Was sich für mein Grundstück konkret bewährt hat

Auf meinem eigenen 550-Quadratmeter-Grundstück mit vier größeren Bäumen nutze ich mittlerweile eine Kombination: Rechen für die Beete und Hecken-Ecken, Akku-Laubsauger mit Häckselfunktion für Rasen und Terrasse. Diese Aufteilung kostet mich etwa eine Stunde pro Wochenende im Oktober und November, gegenüber früher fast zwei Stunden mit reiner Handarbeit.

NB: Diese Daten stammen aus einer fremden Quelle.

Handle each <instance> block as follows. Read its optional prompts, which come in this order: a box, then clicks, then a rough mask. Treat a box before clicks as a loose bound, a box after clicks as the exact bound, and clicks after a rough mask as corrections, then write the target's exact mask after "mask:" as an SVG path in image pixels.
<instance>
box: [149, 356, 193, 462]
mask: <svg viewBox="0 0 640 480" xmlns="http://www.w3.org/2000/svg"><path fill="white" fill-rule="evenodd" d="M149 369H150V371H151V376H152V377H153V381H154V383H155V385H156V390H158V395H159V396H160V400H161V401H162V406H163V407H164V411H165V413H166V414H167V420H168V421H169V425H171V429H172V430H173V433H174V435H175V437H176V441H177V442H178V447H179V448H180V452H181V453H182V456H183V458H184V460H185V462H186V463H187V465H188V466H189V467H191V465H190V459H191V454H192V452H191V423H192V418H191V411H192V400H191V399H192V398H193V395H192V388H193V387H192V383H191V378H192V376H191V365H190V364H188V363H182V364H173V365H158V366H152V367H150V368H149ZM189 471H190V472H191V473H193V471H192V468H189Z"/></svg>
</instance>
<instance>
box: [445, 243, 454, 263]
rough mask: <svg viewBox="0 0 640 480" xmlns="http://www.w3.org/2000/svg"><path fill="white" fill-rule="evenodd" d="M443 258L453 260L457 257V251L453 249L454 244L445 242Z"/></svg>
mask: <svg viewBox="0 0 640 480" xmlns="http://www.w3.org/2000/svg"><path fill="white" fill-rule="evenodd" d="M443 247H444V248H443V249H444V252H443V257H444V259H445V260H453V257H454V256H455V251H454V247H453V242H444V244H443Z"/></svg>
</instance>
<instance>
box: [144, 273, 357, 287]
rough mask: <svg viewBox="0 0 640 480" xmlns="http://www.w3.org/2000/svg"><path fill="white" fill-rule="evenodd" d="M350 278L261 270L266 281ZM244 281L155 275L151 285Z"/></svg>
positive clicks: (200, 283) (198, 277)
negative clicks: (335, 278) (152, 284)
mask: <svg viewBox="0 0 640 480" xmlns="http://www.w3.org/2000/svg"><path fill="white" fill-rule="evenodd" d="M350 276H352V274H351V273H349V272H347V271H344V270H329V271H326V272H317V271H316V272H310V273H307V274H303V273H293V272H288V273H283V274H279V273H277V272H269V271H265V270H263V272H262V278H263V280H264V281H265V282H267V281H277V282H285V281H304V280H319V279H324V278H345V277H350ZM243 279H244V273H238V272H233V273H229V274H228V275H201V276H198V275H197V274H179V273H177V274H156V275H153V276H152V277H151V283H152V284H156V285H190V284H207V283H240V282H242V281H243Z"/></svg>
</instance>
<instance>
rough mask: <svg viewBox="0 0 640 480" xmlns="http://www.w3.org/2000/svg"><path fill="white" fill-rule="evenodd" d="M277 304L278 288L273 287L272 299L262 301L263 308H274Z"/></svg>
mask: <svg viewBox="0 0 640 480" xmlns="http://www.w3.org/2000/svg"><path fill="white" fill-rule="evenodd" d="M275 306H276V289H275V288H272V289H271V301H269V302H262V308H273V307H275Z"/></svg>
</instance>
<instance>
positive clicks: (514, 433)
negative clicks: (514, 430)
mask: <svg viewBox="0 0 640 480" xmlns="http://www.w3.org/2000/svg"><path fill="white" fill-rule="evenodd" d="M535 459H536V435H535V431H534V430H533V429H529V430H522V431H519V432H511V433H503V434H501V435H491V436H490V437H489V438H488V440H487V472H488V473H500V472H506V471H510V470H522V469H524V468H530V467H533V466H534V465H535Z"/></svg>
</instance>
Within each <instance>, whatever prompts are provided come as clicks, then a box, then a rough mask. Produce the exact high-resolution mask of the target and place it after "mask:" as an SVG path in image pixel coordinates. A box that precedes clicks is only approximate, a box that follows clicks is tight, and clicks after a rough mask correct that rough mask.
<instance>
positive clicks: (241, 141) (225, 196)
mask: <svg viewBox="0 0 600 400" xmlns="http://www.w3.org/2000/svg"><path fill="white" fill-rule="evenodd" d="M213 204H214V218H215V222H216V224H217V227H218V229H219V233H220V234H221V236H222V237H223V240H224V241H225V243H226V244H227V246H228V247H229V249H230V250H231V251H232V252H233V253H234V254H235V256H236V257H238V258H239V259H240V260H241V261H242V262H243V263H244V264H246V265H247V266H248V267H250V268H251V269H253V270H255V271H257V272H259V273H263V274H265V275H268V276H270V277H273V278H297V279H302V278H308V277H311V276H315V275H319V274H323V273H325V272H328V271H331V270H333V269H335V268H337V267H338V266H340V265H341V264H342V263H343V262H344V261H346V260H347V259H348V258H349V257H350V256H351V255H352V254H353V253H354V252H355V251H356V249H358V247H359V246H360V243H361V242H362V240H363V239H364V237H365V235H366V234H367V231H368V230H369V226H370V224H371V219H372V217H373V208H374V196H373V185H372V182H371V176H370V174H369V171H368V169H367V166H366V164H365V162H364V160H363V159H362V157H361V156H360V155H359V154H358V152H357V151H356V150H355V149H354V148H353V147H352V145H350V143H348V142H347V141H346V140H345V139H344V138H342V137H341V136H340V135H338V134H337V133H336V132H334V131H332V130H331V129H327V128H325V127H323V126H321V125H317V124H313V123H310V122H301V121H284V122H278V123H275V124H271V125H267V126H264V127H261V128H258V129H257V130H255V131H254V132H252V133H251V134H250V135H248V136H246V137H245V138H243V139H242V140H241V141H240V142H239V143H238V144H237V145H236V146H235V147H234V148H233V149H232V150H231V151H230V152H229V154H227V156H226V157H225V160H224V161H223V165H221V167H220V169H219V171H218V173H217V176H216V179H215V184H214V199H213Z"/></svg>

Nach der Saison ist es dann wichtig, das Gerät ordentlich zu reinigen und trocken einzulagern, damit Klingen und Motor über den Winter keinen Schaden nehmen. Wer sich unsicher ist, was den Winter im Schuppen wirklich unbeschadet überlebt, findet dazu konkrete Hinweise im Beitrag über die richtige Lagerung von Gartengeräten im Winter.

Fazit: Fläche und Baumbestand entscheiden, nicht der Trend

Ein Laubsauger ist kein Statussymbol, sondern ein Werkzeug, das sich erst ab einer bestimmten Fläche und Laubmenge wirklich rechnet. Wer unter 200 Quadratmeter Grundstück mit wenig Baumbestand hat, kommt mit Rechen und etwas Geduld völlig entspannt durch den Herbst.

Ab mittleren und großen Grundstücken mit mehreren Laubbäumen spart die Technik dagegen reale Zeit und schont den Rücken, vorausgesetzt man wählt das passende Antriebssystem und hält sich an die örtlichen Ruhezeiten. Am Ende zählt weniger die Werbung der Hersteller als die eigene Erfahrung nach zwei, drei Herbstwochenenden mit dem Gerät in der Hand.